Robbie Lane and the Disciples is a Canadian rock band that peaked in the 1960s. A cover of Neil Sedaka's "What Am I Gonna Do" was their biggest success, reaching #10 in 1966. They also recorded an early version of the hit song "Soul Deep" in 1966.

==Career==
Beginning as Ronnie Hawkins' backup band, Robbie Lane & the Disciples later gained attention as the band for Canadian TV network CTV's music variety show It's Happening. Composed of guitarist Terry Bush, drummer Doug Copeland, harmonica player William Cudmore, keyboardist Paul Denyes, vocalist Robbie Lane, tenor saxophonist Paul Mifsud, and bassist Gene Trach, the group recorded several singles during the mid-1960s.

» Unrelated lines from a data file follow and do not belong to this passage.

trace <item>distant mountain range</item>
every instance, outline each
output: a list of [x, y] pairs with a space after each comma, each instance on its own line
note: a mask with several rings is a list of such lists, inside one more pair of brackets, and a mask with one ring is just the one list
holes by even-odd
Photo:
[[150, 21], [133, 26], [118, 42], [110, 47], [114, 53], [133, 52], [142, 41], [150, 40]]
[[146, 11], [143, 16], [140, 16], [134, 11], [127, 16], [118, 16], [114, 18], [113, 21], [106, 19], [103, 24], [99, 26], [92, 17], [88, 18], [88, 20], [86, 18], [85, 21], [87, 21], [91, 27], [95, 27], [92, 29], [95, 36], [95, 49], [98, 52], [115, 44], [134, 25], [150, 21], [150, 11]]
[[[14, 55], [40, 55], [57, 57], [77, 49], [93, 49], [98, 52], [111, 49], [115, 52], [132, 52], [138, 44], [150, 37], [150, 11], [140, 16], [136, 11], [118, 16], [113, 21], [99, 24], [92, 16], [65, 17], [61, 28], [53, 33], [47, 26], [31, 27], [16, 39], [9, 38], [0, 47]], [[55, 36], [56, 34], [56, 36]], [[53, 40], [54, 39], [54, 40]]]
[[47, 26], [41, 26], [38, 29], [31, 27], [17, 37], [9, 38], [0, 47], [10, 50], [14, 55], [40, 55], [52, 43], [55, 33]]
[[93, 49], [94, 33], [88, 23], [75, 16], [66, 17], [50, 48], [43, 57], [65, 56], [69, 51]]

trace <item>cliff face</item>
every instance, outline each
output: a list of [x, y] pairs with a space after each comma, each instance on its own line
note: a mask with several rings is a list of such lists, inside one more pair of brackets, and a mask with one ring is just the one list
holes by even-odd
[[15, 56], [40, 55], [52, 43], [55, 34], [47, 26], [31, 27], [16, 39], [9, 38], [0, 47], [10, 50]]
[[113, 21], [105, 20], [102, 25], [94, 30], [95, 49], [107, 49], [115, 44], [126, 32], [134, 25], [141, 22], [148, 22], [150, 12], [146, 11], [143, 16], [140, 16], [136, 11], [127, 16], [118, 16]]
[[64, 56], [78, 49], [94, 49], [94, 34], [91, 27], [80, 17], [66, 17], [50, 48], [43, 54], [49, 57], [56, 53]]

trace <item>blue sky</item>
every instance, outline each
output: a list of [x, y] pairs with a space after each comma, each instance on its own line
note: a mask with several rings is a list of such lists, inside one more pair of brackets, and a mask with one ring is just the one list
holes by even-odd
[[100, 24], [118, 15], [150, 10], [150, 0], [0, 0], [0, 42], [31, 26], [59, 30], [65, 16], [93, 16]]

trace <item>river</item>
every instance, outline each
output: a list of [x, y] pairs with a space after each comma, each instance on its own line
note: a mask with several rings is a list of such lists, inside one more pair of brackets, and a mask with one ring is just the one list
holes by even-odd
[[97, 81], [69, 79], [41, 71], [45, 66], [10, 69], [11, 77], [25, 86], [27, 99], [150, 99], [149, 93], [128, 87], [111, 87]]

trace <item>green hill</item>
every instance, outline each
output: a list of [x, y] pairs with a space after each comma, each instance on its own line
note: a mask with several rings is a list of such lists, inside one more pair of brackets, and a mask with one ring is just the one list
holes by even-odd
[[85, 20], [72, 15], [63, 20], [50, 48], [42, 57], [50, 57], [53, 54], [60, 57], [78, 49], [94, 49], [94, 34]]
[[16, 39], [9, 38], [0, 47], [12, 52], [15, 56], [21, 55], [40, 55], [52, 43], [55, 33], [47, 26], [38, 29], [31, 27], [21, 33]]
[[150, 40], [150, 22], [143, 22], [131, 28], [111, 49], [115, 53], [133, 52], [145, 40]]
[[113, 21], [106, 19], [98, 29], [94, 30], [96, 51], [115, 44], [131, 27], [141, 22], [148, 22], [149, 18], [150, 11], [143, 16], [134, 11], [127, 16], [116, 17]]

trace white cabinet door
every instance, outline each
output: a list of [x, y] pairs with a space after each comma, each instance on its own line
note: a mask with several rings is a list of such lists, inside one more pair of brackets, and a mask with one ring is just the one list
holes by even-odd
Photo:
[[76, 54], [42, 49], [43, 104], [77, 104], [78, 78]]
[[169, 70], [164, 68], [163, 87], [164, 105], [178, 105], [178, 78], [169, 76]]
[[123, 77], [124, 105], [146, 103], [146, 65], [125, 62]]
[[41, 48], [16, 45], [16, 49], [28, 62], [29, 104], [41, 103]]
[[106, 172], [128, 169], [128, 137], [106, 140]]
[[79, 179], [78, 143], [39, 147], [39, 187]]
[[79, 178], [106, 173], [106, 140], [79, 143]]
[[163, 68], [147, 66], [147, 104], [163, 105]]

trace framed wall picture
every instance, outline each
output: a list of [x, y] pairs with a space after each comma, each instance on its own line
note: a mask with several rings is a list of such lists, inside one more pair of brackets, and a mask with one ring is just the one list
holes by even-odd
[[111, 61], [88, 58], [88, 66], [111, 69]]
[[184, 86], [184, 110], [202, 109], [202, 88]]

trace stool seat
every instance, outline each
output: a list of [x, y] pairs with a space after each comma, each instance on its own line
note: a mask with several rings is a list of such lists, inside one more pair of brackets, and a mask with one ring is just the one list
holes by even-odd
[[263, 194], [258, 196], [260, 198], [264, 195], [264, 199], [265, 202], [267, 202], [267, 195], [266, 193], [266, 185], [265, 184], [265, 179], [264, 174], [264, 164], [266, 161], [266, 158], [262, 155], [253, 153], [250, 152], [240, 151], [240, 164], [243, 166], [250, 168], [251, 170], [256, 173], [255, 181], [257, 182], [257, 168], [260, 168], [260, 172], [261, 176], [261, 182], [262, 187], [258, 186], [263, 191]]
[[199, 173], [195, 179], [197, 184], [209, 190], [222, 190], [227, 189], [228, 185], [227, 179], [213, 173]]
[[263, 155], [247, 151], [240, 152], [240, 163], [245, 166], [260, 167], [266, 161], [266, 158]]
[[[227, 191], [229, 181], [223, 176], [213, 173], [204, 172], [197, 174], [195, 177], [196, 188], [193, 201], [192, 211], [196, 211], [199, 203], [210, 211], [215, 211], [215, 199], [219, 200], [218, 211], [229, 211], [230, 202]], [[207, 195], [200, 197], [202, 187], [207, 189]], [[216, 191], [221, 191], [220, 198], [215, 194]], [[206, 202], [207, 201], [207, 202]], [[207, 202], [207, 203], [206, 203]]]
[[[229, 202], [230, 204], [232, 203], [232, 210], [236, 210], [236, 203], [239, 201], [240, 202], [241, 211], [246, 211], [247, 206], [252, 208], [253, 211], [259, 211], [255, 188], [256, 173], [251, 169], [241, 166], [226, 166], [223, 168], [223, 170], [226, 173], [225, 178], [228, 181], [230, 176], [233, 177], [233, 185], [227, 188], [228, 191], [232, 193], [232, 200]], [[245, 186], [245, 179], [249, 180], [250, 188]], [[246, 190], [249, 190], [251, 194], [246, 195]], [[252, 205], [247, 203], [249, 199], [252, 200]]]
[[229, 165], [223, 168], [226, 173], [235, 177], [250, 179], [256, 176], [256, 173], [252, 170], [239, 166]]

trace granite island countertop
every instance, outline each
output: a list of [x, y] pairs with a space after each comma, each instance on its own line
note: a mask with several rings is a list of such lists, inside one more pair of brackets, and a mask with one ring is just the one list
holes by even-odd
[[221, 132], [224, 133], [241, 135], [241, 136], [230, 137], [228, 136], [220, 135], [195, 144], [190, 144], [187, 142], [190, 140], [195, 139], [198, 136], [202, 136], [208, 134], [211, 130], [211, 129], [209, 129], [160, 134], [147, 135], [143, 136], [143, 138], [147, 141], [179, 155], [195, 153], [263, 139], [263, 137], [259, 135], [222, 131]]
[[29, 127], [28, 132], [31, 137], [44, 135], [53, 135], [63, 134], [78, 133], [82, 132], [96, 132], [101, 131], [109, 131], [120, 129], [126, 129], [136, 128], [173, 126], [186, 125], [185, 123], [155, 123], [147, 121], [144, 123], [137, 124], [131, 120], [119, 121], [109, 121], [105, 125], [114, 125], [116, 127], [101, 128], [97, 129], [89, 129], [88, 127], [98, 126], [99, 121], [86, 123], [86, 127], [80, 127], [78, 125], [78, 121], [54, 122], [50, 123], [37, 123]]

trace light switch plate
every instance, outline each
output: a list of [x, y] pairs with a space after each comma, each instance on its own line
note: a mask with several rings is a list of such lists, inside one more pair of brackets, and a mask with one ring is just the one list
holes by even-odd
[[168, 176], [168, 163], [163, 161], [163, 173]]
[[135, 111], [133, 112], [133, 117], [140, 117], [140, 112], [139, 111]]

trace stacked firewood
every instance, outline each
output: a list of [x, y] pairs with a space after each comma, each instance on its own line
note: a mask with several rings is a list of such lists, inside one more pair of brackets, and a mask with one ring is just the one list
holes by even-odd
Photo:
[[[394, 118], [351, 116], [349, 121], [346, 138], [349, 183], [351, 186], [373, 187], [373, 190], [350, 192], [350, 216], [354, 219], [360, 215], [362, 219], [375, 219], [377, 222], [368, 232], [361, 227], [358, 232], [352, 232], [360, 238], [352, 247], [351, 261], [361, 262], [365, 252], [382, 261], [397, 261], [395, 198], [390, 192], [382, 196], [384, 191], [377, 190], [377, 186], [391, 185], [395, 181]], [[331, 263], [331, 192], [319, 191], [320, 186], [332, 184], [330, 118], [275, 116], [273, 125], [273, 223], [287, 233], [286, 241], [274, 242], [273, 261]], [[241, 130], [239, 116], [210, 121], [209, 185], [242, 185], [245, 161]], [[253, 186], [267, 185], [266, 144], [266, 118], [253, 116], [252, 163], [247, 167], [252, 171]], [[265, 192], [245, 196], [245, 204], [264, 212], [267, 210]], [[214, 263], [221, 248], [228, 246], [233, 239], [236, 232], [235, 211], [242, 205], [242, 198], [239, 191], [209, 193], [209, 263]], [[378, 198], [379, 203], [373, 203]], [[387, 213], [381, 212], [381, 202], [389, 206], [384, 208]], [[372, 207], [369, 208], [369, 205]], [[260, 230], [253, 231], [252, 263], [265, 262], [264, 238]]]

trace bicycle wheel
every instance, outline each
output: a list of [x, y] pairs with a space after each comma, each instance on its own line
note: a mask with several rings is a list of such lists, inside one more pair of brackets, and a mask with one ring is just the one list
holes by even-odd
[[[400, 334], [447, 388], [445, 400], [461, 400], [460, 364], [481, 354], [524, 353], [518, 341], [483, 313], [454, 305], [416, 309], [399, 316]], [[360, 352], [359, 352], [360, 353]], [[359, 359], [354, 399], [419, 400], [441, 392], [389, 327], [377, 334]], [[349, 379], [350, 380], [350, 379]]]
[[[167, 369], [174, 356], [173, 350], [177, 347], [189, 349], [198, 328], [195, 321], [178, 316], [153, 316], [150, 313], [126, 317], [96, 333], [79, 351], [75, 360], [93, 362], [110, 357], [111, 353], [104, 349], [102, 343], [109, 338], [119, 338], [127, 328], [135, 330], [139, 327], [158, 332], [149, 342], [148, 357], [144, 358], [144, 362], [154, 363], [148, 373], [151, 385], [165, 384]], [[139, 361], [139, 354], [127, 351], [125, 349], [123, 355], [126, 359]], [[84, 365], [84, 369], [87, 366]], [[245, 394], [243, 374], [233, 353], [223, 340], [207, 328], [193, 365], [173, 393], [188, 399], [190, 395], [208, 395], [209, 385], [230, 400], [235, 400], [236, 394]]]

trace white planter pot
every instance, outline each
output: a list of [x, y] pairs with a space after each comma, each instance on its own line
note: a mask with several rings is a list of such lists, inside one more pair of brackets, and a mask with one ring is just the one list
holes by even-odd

After an unsuccessful solo career in the mid-1970s, Robbie Lane (aka Robin Curry) and the band re-formed in the mid-1980s.

==Singles==
- "Fannie Mae" (1963) #17 [CHUM]
- "Ain't Love a Funny Thing" (1964) #12 [CAN] #16 [CHUM]
- "Sandy" (1965) #36 [CAN]
- "What Am I Gonna Do" (1966) #10 [CAN]
- "It's Happening"
- "You Gotta Have Love" (Robbie Lane solo)

The chart positions are from either the RPM Canadian singles chart or CHUM (Toronto) charts.